I'd suggest 100 ohms for the section between the
source and the source resistor because the source
resistor and the line initially present a 100 ohm
impedance and you would not want any reflections
messing up the measurements.

Hint: Mismatches cause reflections, even in real-world
circuits. The reflections happen to be *same-cycle*
reflections. The simplified lumped circuit model, that
exists in your head and not in reality, ignores those
reflections and thus causes confusion among the
uninitiated who do not understand its real-world
limitations.


We should explore this new world. Please discard your
voltmeter, ammeter, oscilloscope, .... All you need
is a Bird wattmeter.

...Keith

Roy Lewallen April 10th 08 02:23 AM

The Rest of the Story
 
Keith Dysart wrote:
On Apr 9, 12:51 pm, Roger Sparks wrote:
. . .
So far as breaking Vg into many sequential/different Vf and Vr, we usually need to do that. Cecil chose our simple example to prevent re-reflection (reflection of the reflection) but even then it is apparent that the voltage source will have a reactive component.

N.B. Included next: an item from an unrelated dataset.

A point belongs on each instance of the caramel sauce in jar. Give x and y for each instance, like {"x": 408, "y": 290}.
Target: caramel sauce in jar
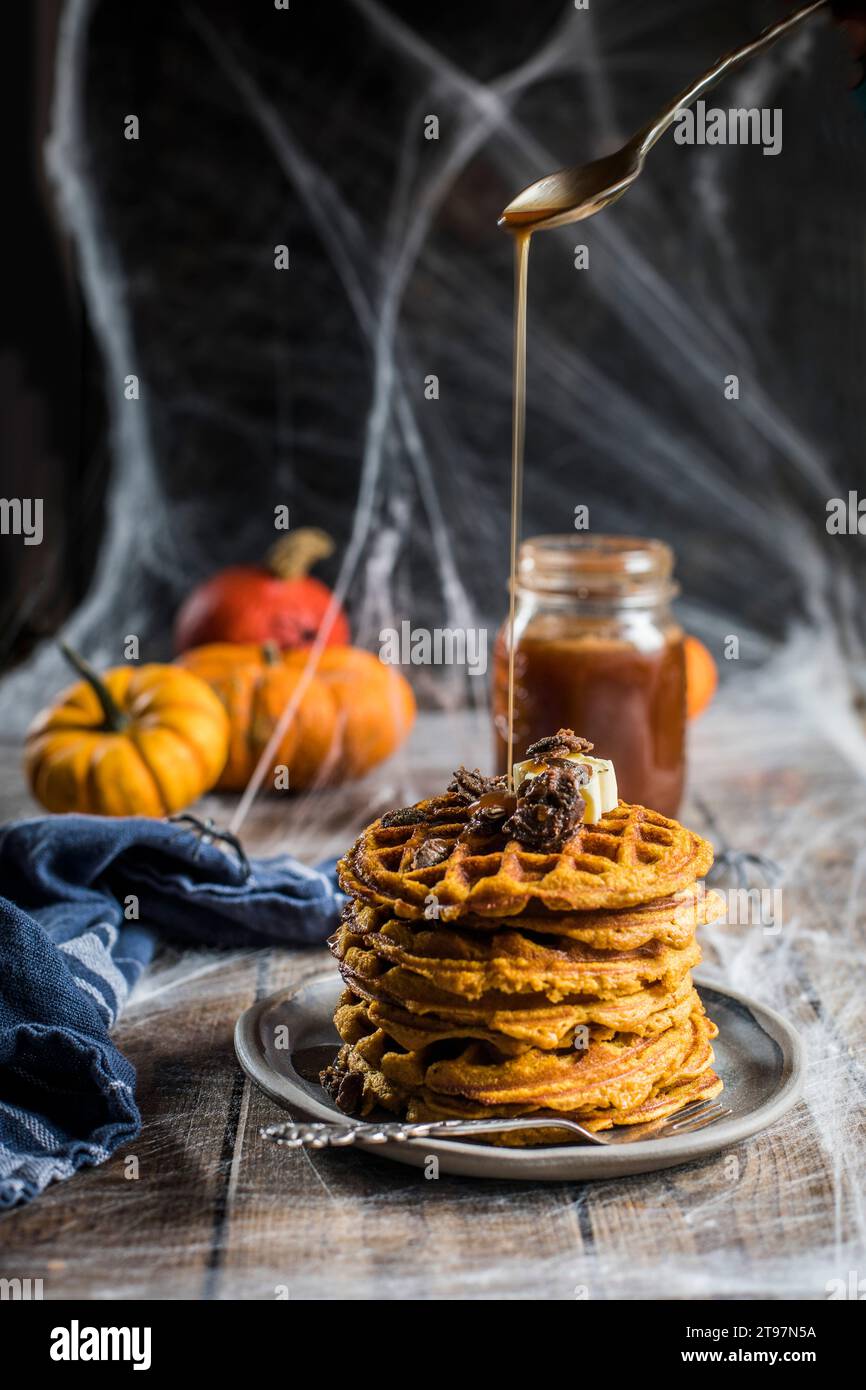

I still think of a voltage source as just being a voltage source, not
something
with resitance, reactance or impedance.
. . .


An ideal voltage source has, by definition, zero impedance, which means
zero resistance and zero reactance. No amount of current you put into it
or take out of it will alter its voltage. The ratio of voltage to
current at its terminals is the impedance of the load which the source
sees, not the impedance of the source. If a source used in an analysis
has finite resistance, it's not an ideal voltage source.

Roy Lewallen, W7EL

Cecil Moore[_2_] April 10th 08 02:33 AM

The Rest of the Story
 
Keith Dysart wrote:
One thought experiment I rather like is the infinite SWR ideal line.
Cut the line at all the current zeroes. The voltage, current, and,
I'd suggest, the energy distribution do not change. The line can
be re-assembled, again with no change.


When you cut the line, you introduce an open circuit
where none existed before. Everything obeys the
distributed network model, at least conceptually.

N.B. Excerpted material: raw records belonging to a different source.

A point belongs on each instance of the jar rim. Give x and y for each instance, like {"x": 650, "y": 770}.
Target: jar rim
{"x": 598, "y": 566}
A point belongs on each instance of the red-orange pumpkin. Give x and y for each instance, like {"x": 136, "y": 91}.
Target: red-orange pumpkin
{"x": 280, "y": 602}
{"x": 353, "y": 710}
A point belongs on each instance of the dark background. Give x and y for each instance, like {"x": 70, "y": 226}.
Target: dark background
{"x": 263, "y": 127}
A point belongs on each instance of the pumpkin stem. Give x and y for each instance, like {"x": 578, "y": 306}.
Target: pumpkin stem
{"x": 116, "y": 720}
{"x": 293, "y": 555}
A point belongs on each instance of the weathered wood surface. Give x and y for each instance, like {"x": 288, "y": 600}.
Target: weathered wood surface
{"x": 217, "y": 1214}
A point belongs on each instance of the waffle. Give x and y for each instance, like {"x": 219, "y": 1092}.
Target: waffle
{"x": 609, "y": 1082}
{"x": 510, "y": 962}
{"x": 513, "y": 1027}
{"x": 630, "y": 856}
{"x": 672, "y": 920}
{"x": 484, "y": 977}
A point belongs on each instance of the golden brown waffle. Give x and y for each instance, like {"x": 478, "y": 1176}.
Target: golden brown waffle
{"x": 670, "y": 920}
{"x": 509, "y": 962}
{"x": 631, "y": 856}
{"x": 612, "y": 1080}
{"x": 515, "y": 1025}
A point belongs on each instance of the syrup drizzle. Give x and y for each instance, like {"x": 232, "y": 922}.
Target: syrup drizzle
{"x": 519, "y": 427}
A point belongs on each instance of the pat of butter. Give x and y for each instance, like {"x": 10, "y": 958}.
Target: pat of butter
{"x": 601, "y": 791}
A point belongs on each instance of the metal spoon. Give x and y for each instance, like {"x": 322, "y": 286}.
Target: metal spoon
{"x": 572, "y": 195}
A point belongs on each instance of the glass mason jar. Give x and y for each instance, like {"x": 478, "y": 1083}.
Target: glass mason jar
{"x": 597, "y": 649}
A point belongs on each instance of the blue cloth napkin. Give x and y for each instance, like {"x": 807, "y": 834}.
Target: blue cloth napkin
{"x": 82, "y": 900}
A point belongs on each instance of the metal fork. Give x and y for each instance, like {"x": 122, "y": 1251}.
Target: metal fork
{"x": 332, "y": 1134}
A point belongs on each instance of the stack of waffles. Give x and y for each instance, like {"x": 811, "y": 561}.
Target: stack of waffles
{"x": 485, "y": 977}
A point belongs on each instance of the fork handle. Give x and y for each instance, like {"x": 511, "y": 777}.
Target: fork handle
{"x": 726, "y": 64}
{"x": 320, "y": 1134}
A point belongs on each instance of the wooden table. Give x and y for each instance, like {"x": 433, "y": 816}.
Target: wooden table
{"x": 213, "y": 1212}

Before you cut the line, there is no physical
impedance discontinuity and therefore no
reflections. You have to invent complete new
laws of physics for that one. I'm not against
you inventing new laws of physics but you need
to invent them before, not after, you use them. :-)
--
73, Cecil http://www.w5dxp.com

Keith Dysart[_2_] April 10th 08 02:37 AM

The Rest of the Story
 
On Apr 9, 1:22*pm, Cecil Moore wrote:
Keith Dysart wrote:
On Apr 8, 8:51 am, Cecil Moore wrote:
Roy Lewallen wrote:
Now, I don't know of any way to assign "ownership" to bundles of energy.
One way is to add a unique bit of modulation to each
bundle of wave energy. I am fond of using a TV signal
and observing ghosting on the screen. This, of course,
assumes that the modulation stays with the same component
wave to which it was originally associated.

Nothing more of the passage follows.